Der Aktionsplan sieht vor, eine bezahlbare und sichere Energieversorgung zu gewährleisten, unter anderem durch langfristige Strombezugsverträge und reduzierte Netzentgelte. Zudem soll das CO2-Grenzausgleichssystem (CBAM) die Industrie vor Carbon Leakage schützen, wobei eine Ausweitung auf weitere Produkte geplant ist. Im Rahmen des ersten Omnibus-Pakets wird CBAM darüber hinaus angepasst, um Erleichterungen besonders für kleine Importeur:innen zu schaffen.
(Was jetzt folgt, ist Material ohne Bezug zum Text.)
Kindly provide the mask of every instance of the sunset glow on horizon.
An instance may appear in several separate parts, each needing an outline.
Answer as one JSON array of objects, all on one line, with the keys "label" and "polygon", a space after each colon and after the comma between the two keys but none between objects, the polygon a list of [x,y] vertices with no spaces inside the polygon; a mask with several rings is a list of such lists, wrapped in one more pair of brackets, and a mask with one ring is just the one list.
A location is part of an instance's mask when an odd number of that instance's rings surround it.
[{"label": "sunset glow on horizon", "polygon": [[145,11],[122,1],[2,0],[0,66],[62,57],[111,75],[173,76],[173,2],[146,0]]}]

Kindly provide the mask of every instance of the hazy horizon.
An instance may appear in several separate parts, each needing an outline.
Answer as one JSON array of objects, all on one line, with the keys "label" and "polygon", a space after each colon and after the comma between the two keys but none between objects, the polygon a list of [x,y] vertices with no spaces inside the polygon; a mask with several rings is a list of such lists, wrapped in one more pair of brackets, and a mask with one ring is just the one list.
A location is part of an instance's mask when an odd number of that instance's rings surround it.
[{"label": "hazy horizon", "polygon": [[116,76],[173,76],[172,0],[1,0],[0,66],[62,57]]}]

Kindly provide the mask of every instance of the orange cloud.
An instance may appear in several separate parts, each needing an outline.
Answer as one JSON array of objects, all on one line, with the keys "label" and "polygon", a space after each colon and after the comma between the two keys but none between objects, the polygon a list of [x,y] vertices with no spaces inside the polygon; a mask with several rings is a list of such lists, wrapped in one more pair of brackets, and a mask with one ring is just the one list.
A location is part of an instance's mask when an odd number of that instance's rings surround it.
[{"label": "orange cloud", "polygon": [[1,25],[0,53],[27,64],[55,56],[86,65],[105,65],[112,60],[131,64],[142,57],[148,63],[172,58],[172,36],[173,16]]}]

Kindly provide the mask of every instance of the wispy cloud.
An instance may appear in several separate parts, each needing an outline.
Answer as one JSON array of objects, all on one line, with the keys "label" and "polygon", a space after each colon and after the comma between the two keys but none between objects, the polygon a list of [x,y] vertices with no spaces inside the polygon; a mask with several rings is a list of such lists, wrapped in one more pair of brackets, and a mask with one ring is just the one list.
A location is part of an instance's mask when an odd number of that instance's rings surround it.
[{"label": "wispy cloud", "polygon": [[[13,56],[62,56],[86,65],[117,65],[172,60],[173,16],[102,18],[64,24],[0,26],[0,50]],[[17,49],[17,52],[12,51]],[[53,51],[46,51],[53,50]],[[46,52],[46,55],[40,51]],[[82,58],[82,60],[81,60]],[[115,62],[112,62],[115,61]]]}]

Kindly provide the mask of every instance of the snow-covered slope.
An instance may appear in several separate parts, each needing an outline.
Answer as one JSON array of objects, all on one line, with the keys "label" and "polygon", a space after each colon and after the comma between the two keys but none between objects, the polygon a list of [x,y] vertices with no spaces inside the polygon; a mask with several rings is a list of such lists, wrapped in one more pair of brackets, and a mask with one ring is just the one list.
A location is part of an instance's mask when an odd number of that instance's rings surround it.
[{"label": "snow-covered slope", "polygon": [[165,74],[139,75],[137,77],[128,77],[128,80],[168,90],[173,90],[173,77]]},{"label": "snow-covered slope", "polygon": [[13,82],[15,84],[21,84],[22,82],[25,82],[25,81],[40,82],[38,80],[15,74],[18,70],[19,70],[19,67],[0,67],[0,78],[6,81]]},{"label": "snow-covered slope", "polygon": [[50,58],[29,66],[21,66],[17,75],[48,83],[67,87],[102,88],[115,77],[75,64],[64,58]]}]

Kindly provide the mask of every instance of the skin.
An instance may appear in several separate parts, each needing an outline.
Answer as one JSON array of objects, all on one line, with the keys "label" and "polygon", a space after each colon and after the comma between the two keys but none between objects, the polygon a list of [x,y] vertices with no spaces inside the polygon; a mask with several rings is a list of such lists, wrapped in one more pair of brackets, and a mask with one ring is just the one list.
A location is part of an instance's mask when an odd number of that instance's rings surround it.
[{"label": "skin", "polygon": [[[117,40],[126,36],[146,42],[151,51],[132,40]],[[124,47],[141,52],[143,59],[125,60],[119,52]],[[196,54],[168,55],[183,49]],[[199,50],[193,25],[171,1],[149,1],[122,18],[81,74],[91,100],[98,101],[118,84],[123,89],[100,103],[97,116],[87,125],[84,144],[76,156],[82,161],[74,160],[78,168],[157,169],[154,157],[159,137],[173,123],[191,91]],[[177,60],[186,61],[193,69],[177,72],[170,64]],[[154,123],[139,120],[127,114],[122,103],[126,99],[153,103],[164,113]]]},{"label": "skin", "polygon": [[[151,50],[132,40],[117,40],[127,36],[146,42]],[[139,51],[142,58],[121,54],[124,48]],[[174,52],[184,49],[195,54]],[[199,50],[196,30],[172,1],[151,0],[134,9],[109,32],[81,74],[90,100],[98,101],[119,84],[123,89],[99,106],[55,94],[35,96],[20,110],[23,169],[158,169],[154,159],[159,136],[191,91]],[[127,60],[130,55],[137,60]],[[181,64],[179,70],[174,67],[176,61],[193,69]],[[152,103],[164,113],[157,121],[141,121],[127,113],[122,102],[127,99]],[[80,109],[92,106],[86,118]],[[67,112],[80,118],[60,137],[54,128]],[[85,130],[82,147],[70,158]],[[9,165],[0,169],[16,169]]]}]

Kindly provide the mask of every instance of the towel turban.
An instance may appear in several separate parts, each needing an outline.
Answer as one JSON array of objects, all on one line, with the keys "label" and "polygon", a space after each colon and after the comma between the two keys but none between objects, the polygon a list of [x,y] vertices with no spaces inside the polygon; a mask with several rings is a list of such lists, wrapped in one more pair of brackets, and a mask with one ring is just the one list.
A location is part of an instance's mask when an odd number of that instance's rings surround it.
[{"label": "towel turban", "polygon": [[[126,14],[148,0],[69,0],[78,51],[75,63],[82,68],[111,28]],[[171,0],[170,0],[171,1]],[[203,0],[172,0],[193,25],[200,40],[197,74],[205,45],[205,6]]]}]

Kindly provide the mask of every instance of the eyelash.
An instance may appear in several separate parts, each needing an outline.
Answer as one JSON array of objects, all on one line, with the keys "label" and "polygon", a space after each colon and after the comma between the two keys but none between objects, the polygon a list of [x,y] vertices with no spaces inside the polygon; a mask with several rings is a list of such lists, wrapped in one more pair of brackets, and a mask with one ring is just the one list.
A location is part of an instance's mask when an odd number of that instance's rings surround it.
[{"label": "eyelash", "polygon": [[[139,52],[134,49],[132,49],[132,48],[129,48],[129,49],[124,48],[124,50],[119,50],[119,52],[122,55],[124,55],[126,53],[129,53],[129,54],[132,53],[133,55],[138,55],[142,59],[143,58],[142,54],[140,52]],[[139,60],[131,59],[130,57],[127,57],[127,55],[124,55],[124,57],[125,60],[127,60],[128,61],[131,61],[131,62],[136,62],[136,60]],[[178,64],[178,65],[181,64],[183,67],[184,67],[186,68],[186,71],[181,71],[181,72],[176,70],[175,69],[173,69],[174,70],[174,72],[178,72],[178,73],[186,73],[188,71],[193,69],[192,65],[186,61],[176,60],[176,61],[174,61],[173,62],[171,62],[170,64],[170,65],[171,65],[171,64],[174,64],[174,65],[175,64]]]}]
Um unfaire Konkurrenz abzuwehren, sollen Handelsmaßnahmen verschärft und langfristige Schutzmechanismen für die Stahlbranche eingeführt werden. Das Recycling von Stahl und Aluminium wird durch Quoten gefördert, und es werden mögliche Exportkontrollen für Metallschrott geprüft. Zur Unterstützung der Dekarbonisierung stellt die EU 150 Millionen Euro aus dem Forschungsfonds für Kohle und Stahl sowie 600 Millionen Euro aus "Horizon Europe" bereit.

Gleichzeitig sollen Arbeitsplätze durch Weiterbildungsprogramme und Maßnahmen für faire Jobübergänge gesichert werden. Der Aktionsplan baut auf dem "Clean Industrial Deal" und dem Plan für bezahlbare Energie auf und ist der zweite sektorale Plan der Kommission nach dem Aktionsplan für die Automobilindustrie.